Abstract: Usually bilingual word vectors are trained "online''. Mikolov et al. showed they can also be found "offline"; whereby two pre-trained embeddings are aligned with a linear transformation, using dictionaries compiled from expert knowledge. In this work, we prove that the linear transformation between two spaces should be orthogonal. This transformation can be obtained using the singular value decomposition. We introduce a novel "inverted softmax" for identifying translation pairs, with which we improve the precision @1 of Mikolov's original mapping from 34% to 43%, when translating a test set composed of both common and rare English words into Italian. Orthogonal transformations are more robust to noise, enabling us to learn the transformation without expert bilingual signal by constructing a "pseudo-dictionary" from the identical character strings which appear in both languages, achieving 40% precision on the same test set. Finally, we extend our method to retrieve the true translations of English sentences from a corpus of 200k Italian sentences with a precision @1 of 68%.

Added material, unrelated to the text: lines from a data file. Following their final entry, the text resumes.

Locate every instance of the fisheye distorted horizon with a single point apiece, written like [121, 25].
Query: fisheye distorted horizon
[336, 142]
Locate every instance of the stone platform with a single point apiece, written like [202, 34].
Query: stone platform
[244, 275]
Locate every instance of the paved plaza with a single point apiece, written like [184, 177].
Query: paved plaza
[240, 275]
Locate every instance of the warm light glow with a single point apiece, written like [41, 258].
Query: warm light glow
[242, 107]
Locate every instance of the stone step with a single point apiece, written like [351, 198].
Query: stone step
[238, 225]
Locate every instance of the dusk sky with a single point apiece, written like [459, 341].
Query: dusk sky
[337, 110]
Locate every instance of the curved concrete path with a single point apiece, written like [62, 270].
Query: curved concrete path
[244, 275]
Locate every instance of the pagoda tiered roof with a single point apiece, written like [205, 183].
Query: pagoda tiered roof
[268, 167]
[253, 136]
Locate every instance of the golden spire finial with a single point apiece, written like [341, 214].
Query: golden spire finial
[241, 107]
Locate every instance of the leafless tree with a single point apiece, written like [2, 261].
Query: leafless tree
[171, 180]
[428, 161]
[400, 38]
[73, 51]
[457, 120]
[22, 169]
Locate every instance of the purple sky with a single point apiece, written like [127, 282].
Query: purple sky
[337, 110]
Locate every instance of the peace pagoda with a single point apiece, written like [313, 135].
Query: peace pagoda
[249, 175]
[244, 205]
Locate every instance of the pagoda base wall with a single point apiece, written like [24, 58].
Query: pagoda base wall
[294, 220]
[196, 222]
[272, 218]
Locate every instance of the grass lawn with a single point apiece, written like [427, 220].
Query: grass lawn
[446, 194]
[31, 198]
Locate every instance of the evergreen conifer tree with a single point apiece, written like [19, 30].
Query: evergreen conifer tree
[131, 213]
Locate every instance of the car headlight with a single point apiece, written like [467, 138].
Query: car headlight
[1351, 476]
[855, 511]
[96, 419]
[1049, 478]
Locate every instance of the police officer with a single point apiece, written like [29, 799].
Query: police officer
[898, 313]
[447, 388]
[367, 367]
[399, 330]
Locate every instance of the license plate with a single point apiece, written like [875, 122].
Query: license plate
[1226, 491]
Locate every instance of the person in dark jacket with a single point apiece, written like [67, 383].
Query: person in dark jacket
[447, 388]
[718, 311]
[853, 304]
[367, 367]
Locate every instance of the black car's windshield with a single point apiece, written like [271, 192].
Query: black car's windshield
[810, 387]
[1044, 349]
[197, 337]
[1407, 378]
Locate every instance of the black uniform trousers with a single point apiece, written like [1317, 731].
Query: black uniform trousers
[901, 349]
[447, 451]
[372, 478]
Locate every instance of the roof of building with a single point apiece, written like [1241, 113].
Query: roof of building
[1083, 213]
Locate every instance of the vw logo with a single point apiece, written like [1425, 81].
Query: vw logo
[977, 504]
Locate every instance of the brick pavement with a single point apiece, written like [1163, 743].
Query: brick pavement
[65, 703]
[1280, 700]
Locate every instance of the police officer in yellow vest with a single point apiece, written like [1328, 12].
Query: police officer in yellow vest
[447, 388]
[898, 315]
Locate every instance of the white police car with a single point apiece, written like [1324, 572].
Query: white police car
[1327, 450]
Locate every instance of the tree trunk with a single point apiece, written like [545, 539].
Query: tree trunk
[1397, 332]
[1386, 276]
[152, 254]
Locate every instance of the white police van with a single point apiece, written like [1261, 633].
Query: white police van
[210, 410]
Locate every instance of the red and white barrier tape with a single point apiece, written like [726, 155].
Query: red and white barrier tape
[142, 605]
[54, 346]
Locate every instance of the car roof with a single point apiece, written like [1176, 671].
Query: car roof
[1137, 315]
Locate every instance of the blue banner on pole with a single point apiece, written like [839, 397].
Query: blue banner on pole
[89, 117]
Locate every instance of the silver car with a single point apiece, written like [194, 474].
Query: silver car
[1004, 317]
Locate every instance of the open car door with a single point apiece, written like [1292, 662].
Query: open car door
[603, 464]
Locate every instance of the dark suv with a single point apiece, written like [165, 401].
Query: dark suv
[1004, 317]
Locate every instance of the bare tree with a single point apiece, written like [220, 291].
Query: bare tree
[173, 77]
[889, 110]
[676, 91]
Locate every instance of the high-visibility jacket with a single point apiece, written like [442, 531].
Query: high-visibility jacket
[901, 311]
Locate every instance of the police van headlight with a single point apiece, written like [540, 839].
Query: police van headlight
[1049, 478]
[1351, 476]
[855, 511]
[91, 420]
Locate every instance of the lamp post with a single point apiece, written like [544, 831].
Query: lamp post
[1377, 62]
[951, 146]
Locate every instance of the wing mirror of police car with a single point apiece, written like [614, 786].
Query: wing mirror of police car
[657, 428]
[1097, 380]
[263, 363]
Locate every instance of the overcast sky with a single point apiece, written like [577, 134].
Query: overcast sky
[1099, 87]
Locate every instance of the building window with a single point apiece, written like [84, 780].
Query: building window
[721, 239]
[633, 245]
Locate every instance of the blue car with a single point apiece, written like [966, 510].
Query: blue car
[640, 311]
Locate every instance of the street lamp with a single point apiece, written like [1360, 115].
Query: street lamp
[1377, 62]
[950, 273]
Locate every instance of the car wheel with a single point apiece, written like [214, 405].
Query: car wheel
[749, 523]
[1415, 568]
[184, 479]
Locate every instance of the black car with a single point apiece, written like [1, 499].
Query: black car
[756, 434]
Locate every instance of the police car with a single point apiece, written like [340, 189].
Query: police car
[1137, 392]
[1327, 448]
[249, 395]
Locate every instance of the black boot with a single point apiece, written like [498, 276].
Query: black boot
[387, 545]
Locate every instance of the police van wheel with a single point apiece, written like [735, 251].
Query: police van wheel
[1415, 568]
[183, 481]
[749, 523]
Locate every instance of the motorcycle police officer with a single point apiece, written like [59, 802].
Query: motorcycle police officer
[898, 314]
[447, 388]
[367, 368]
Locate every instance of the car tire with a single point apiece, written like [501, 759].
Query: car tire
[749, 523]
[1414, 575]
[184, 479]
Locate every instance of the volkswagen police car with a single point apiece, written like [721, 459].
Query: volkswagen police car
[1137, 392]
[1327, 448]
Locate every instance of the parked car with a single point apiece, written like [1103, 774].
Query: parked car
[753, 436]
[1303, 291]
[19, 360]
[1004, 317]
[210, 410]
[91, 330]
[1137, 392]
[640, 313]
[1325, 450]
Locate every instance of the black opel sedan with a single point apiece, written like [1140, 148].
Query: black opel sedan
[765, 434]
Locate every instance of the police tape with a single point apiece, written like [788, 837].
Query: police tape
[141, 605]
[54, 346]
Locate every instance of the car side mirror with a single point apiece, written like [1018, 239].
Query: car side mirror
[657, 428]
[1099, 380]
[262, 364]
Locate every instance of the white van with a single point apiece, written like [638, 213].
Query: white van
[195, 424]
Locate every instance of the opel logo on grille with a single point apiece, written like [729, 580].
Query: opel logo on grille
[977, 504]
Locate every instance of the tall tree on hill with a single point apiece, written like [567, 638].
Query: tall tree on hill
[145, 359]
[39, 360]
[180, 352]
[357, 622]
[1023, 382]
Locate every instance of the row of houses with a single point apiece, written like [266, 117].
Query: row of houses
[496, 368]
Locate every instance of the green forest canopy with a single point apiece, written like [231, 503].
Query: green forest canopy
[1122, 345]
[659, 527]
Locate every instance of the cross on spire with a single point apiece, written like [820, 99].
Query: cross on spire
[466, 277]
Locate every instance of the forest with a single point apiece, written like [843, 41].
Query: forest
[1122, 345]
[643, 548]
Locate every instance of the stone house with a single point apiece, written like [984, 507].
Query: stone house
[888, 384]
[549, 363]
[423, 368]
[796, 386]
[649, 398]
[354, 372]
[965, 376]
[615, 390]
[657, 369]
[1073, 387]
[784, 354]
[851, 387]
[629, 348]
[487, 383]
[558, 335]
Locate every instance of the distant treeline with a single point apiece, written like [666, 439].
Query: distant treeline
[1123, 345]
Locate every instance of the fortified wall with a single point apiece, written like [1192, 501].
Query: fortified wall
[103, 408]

TL;DR: We show that a linear transformation between word vector spaces should be orthogonal and can be obtained analytically using the SVD, and introduce the inverted softmax for information retrieval.
Conflicts: babylonhealth.com, cam.ac.uk
Keywords: Natural language processing, Transfer Learning, Applications
Community Implementations: [![CatalyzeX](/images/catalyzex_icon.svg) 4 code implementations](https://www.catalyzex.com/paper/arxiv:1702.03859/code)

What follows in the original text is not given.